I had been clapping in the wrong places. I had let go of my pent up breath at all the wrong times. Shouting support to the wrong kids.
And now there was just uncomfortable silence.
“Hey, Mrs. C! Aren't you in the wrong place?” yelled a friend of my son's who waved when he saw me in the crowd. “That's the visitors' stand.”
I guess I zigged when I should have zagged.
I took a left when I should have taken a right.
The people behind me? Not. With. Our. Team.
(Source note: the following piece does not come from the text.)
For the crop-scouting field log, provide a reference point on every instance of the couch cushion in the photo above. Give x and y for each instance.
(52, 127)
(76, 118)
I wasn't even thinking about sides when I entered the gymnasium. No one was, if you took my son as an example. He had been wearing blue before he retracted his arms inside of his shirt, artfully turned out the white side of his reversible basketball uniform and then disappeared into the crowd. I was alone, so I just scanned the room and headed toward the place with open seats.
These days, it's not difficult to find yourself in enemy territory. Any Left will take you there. But in school – where teachers have taken to referring to everyone as “friends” – rivalries can be confusing.
Carefully, precariously ascending the seat/stair construct of bleachers -- maximum seating with minimal visual obstruction – I choose a section with minimal fans. But I was thinking more about convenience than loyalties. No one will have to scoot down, or move over, or lift any luggage they may have brought with them as they were traveling.
Still … I didn't think about being Home away from home.
Of course, we were winning.
Which just made my outbursts all the worse.
Every articulation – excitement or disappointment – could be translated as a potential dig at the “friends” behind me.
Every silver lining had its dark cloud: Every ball we turned over was a ball they lost. Every point we gained was a point they'd have to overcome. All fouls were personal.
And the more I tried to subdue my reactions, the more awkward it got.
I may have covered my mouth, but I hadn't covered my eyes nor could I temper my body's reaction to what my eyes had seen. A steal. An assist. A three-pointer. *Quietly whispers YAY! *Silently* rocking in the stands, I just gave up and started clapping for everyone. Good plays are good plays, regardless of which color jersey scores.
And then … miraculously … it seemed as if I were not alone in my awkwardness.
The man behind me even started to grumble at the refs.
“Anytime they want to call a Travel … that would be good.”
The woman next to him shushed and elbowed him gently, admonishing: “That call would be on us. Our side was traveling, you know.”
“Yeah … I don't know which end is up.”
I couldn't help but laugh. But I was grateful the whistle blasts were sparse.
I turned to let him know I felt his pain.
“Yeah … the time clock would never tick down if they made every call. We'd be here until our kids were all grown up.”
“That is the truth,” the man laughed back. “I keep forgetting we're not Home.”